Dicatat sebesar nilai perolehan aset yang dibangun yaitu sebesar nilai aset yang diserahkan pemerintah ditambah dengan jumlah aset yang dikeluarkan untuk pihak ketiga/investor untuk membangun aset tersebut. Untuk pengukuran kewajiban berupa utang kemitraan dengan pihak ketiga dapat ditentukan dengan mengurangi nilai aset yang diserahkan pemerintah dikurangi dengan aset yang diserahkan oleh pemerintah untuk membangun aset tersebut misalnya tanah, dan bagi hasil yang diberikan oleh pemerintah kepada investor. 10.4. Pengakuan, pengukuran, dan pelaporan aset tak berwujud a.
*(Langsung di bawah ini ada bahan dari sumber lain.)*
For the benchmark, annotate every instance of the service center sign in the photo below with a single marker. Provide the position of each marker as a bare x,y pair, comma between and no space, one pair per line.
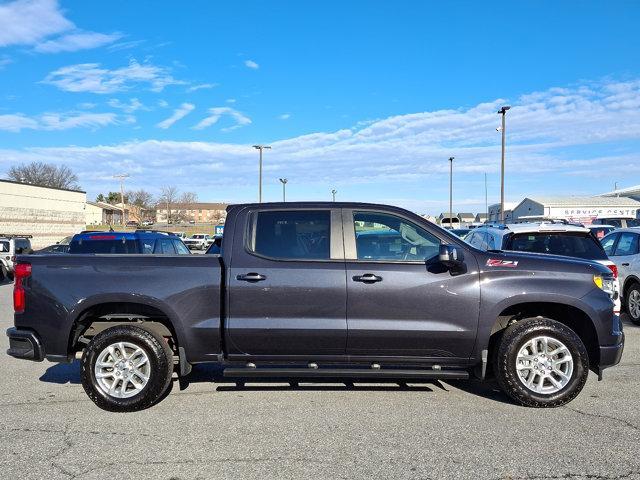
592,212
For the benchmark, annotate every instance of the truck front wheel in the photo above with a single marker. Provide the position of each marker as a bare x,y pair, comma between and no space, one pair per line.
126,368
541,363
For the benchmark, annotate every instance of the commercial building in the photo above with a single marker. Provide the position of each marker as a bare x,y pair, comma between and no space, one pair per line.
576,209
101,213
48,214
198,212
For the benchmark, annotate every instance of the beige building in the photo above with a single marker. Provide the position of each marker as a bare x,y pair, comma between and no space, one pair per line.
198,212
48,214
101,213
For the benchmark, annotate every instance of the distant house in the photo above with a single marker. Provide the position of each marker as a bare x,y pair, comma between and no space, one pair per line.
101,213
444,221
465,218
198,212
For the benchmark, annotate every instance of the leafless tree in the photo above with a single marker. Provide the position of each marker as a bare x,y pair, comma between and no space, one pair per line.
44,175
168,196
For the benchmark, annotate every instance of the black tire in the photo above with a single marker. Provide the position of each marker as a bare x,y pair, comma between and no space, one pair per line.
515,337
633,288
160,360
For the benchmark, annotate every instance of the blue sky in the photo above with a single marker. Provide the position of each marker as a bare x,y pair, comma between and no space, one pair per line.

Kriteria Umum Pengakuan Sesuatu dapat diakui sebagai ATB jika dan hanya jika: 1. Kemungkinan besar diperkirakan manfaat ekonomi di masa datang yang diharapkan atau jasa potensial yang diakibatkan dari ATB tersebut akan mengalir kepada entitas 2. Biaya peroleh atau nilai wajarnya dapat diukur dengan handal 3. Dapat Dipisahkan Aset ini memungkinkan untuk dipisahkan atau dibedakan secara jelas dari aset-aset yang lain pada suatu entitas. Oleh karena aset ini dapat dipisahkan atau dibedakan dengan aset yang lain, maka ATB ini dapat dijual, dipindahtangankan, diberikan lisensi, disewakan, ditukarkan, baik secara individual maupun secara bersama-sama. Namun demikian tidak berarti bahwa ATB baru diakui dan disajikan di neraca jika entitas bermaksud memindahtangankan, menyewakan, atau memberikan lisensi kepada pihak lain. Identifikasi serta pengakuan ini harus dilakukan tanpa memperhatikan apakah entitas tersebut bermaksud melakukannya atau tidak. 4. Timbul dari Kesepakatan yang Mengikat b. Pengakuan berdasarkan cara perolehan 1. Pengakuan ATB yang diperoleh secara internal 2. Perolehan Secara Eksternal c. Pengukuran Dokumen sumber yang dapat digunakan untuk menentukan nilai aset tak berwujud adalah Surat Perintah Membayar SPM untuk belanja modal non fisik (setelah dikurangi dengan biaya lainnya yang tidak dapat dikapitalisir).